I need to convert a dataframe to an excel file purely using memory, i.e. there cannot be any reading / writing of files locally. Because of this, I am unable to do something like df.to_excel('filename.xls')
, or use with open('filename.xls', 'rb') as f:
This is because the script is to be run in a place where files cannot be read/written locally. Once I have the excel file in memory, I will send it as an email attachment using sendgrid.
Currently, my idea would be to convert the dataframe into binary with the help of python's byteIO, and then convert this binary file into excel. With the help of some other stackoverflow resources, I have managed to come up with the following ideas:
#In this case, I convert the df to binary.

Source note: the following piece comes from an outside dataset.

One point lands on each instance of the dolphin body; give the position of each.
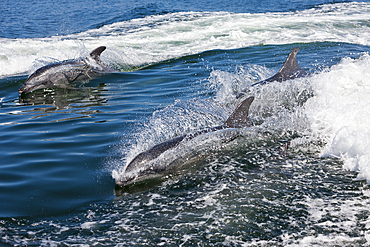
(290, 70)
(137, 171)
(64, 73)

memfile = io.BytesIO(df.to_json().encode())
memfile.seek(0)
# Now, memfile is a binary file. But from here, I am not sure how to convert this memfile to excel.

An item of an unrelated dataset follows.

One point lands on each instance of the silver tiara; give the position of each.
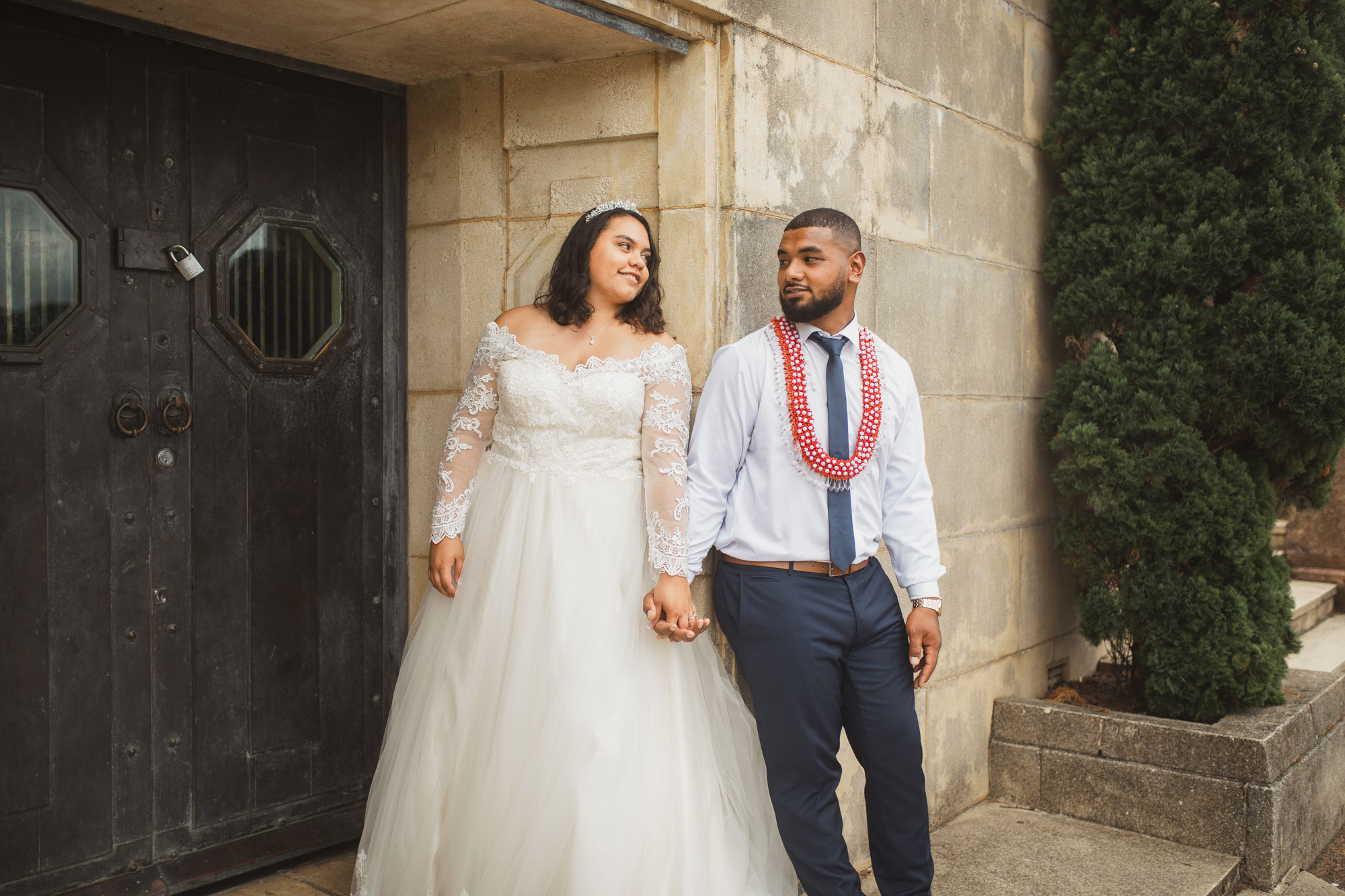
(609, 206)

#Another solution I found with SOF, which uses df.to_excel along with the file in memory.
in_memory_fp = io.BytesIO()
df.to_excel(in_memory_fp)
in_memory_fp.seek(0,0)
# Write the file out to disk to demonstrate that it worked.
print(in_memory_fp.read())
# In this case, the print message that comes out looks nothing like an excel file, but just many alphabets/letters. I am not sure if this is an excel format.
I appreciate and comments and guidance to point me in the right direction. References: How to create in-memory file object Convert bytes to a file object in python Convert file into BytesIO object using python
CodePudding user response:
the print message that comes out looks nothing like an excel file
xlsx
is a zipped format, so it's a binary file and there's no point printing it.
For testing, you can just check a round-trip:
import io
import pandas as pd
df = pd.DataFrame([[1,2], [3,4]])
in_memory_fp = io.BytesIO()
df.to_excel(in_memory_fp, index=False)
in_memory_fp.seek(0,0)
pd.testing.assert_frame_equal(df, pd.read_excel(in_memory_fp))